The First Battle of Fallujah, also known as Operation Vigilant Resolve, was an operation against militants in Fallujah as well as an attempt to apprehend or kill the perpetrators of the killing of four U.S. contractors in March 2004.
The chief catalyst for the operation was the highly publicized killing and mutilation of four Blackwater USA private military contractors, and the killings of five American soldiers in Habbaniyah a few days earlier.
The battle polarized public opinion within Iraq.
The Second Battle of Fallujah—code-named Operation Al-Fajr (Arabic: الفجر "the dawn") andOperation Phantom Fury—was a joint American, Iraqi government, and British offensive in November and December 2004, considered the highest point of conflict in Fallujah during the Iraq War. It was led by the U.S. Army and U.S. Marines against the Iraqi insurgents in the city of Fallujah and was authorized by the U.S.-appointed Iraqi Interim Government.

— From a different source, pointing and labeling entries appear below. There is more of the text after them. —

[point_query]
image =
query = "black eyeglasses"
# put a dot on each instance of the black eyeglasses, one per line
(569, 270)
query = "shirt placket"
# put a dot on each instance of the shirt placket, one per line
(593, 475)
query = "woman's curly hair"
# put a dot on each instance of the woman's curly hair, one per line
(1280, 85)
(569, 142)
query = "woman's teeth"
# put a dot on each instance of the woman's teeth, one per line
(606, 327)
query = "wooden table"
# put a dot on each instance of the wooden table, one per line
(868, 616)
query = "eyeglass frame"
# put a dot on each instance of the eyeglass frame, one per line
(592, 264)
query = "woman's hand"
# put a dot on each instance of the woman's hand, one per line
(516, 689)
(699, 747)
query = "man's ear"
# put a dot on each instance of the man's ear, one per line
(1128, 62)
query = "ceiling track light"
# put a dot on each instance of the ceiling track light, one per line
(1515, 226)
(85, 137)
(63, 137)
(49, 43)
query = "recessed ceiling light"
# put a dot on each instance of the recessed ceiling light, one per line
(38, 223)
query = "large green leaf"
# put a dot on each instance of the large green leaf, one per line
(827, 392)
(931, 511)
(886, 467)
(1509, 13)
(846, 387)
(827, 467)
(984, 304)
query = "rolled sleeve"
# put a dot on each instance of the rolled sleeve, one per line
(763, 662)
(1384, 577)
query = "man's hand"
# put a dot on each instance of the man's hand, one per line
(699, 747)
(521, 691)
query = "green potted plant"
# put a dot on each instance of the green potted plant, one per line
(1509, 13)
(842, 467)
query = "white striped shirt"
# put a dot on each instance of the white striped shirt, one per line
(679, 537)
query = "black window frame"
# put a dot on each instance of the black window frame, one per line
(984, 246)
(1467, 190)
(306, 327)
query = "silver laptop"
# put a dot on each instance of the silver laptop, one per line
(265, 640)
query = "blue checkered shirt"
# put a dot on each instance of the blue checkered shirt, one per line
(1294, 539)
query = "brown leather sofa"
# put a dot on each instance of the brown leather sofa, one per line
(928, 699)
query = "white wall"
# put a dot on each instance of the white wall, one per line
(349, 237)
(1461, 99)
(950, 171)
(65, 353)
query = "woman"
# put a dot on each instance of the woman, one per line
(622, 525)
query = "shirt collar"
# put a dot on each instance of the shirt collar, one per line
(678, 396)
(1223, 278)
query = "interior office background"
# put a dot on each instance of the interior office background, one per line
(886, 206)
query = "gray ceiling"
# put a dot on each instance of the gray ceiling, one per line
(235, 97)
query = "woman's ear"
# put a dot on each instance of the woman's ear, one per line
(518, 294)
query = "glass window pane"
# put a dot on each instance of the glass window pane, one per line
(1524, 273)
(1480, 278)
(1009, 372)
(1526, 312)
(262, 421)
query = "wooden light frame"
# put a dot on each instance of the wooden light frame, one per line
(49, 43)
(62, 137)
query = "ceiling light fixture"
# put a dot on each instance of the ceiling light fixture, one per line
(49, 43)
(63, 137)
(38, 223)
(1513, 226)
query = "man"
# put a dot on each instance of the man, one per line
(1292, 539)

The U.S. military called it "some of the heaviest urban combat U.S. Marines and Soldiers have been involved in since the Battle of Hue City in Vietnam in 1968."
This operation was the second major operation in Fallujah. Earlier, in April 2004, coalition forces fought the First Battle of Fallujah in order to capture or kill insurgent elements considered responsible for the deaths of a Blackwater Security team. When coalition forces fought into the center of the city, the Iraqi government requested that the city's control be transferred to an Iraqi-run local security force, which then began stockpiling weapons and building complex defenses across the city through mid-2004. The second battle was the bloodiest battle of the entire Iraq War, and is notable for being the first major engagement of the Iraq War fought solely against insurgents rather than the forces of the former Ba'athist Iraqi government, which was deposed in 2003.